SAINTE-MARIE. Si la vie semble aujourd’hui remplie de bonheur et de succès pour l’humoriste Lise Dion, les 672 spectateurs de la conférence tenue le mercredi 27 novembre dernier au Centre Caztel de Sainte-Marie ont pu constater que sa réalité est loin d’avoir toujours été aussi rose. L’artiste était la sixième invitée de la série « Les Grandes rencontres » de la Bibliothèque Honorius-Provost.

Lise Dion.

« Je vais essayer de vous dérider un peu », de débuter Lise Dion, compatissante en ce qui a trait aux deux inondations vécues dans la région en 2019.

Puis, c’est avec un peu d’humour et beaucoup de cœur que la femme de 64 ans a raconté son parcours semé de craintes et d’embûches, qui ont fait d’elle ce qu’elle est devenue. Notamment, le public a appris qu’elle est une enfant accidentelle, que sa mère adoptive avait passé quatre ans dans les camps de concentration, qu’elle a perdu son père à l’âge de 9 ans et qu’elle a commencé à travailler dans des manufactures à 13 ans. Déjà à cette époque, elle avait découvert que l’humour était une forme de séduction. « Mes parents et mes professeurs avaient de la difficulté à me chicaner! », sourit-elle.

À 24 ans, la naissance de sa fille a été l’élément déclencheur selon elle. En effet, de la femme complexée qui avait peur de tout, elle était devenue une lionne chargée de confiance et prête à tout pour défendre ses petits. La même année, une petite pièce de théâtre réalisée avec un groupe de femmes du CLSC lui a fait découvrir la scène. Ladite pièce avait ensuite été présentée à un festival de théâtre amateur, qu’elles ont remporté. Cette expérience lui a donné envie de suivre des cours de théâtre du soir. « J’ai appris deux pièces de théâtre super tristes, et tout le monde riait… »
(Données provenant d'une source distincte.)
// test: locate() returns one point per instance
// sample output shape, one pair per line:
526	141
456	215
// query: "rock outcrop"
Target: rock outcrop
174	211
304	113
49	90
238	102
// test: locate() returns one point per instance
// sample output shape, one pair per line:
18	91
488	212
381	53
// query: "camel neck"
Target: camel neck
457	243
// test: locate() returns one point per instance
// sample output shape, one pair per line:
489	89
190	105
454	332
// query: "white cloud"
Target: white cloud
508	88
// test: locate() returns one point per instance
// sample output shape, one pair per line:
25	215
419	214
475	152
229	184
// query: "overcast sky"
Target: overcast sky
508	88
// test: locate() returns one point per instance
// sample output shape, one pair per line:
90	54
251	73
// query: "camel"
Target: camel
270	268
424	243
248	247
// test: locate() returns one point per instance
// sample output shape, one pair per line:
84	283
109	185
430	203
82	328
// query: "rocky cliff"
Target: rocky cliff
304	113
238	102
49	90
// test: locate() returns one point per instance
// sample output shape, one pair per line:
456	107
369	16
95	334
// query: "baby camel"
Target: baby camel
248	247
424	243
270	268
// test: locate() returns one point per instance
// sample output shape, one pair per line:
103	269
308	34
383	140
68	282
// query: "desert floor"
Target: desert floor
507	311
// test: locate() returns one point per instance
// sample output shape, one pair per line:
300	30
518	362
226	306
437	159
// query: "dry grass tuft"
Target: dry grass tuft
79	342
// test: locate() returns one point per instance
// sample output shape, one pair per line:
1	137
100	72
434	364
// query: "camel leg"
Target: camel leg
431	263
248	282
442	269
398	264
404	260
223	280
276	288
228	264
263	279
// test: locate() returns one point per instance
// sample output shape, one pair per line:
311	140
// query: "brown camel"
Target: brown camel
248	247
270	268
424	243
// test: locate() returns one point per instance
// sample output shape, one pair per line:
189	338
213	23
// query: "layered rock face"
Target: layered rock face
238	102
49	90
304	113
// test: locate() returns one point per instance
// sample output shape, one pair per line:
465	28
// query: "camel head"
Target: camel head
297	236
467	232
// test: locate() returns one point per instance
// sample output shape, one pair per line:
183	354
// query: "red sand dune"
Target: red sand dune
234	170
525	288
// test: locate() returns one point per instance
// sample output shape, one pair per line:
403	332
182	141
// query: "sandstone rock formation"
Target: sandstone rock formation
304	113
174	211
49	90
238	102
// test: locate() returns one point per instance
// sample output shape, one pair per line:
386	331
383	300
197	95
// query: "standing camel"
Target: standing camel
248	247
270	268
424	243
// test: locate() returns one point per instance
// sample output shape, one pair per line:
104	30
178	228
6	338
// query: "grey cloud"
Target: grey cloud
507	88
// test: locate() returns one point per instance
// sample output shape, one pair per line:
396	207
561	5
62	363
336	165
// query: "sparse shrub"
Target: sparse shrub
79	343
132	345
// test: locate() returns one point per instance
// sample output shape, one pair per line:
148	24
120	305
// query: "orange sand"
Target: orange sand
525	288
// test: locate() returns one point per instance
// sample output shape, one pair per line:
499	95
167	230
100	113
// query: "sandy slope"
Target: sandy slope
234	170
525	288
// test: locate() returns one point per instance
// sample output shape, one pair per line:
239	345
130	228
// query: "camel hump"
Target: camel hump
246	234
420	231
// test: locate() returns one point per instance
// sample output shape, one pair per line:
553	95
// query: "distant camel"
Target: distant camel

Un jour, alors qu’elle travaillait de nuit au Dunkin’ Donuts (où elle s’amusait à faire rire les clients!), elle a passé une audition pour les « Lundis des Ha! Ha! ». Acceptée, son premier numéro à vie lui a valu une ovation levée. On suivit d’autres expériences, tantôt bonnes, tantôt désastreuses, qui lui ont appris une grande leçon. « Quand on est capable de faire quelque chose qui nous intéresse, même si c’est un hobby, il ne faut pas hésiter », dit-elle.

En 1991 est arrivé l’un des plus beaux moments de sa vie: son premier Festival Juste pour rire, suivi de son premier « one-woman-show » en 1995. « Ça fait 32 ans que les gens me suivent; ça fait 32 ans qu’on est en amour. Je me sens énormément privilégiée. […] J’en ai arraché, mais depuis 21 ans, je vis dans le chocolat! », d’imager celle qui a vendu plus de 1,3 million de billets en carrière.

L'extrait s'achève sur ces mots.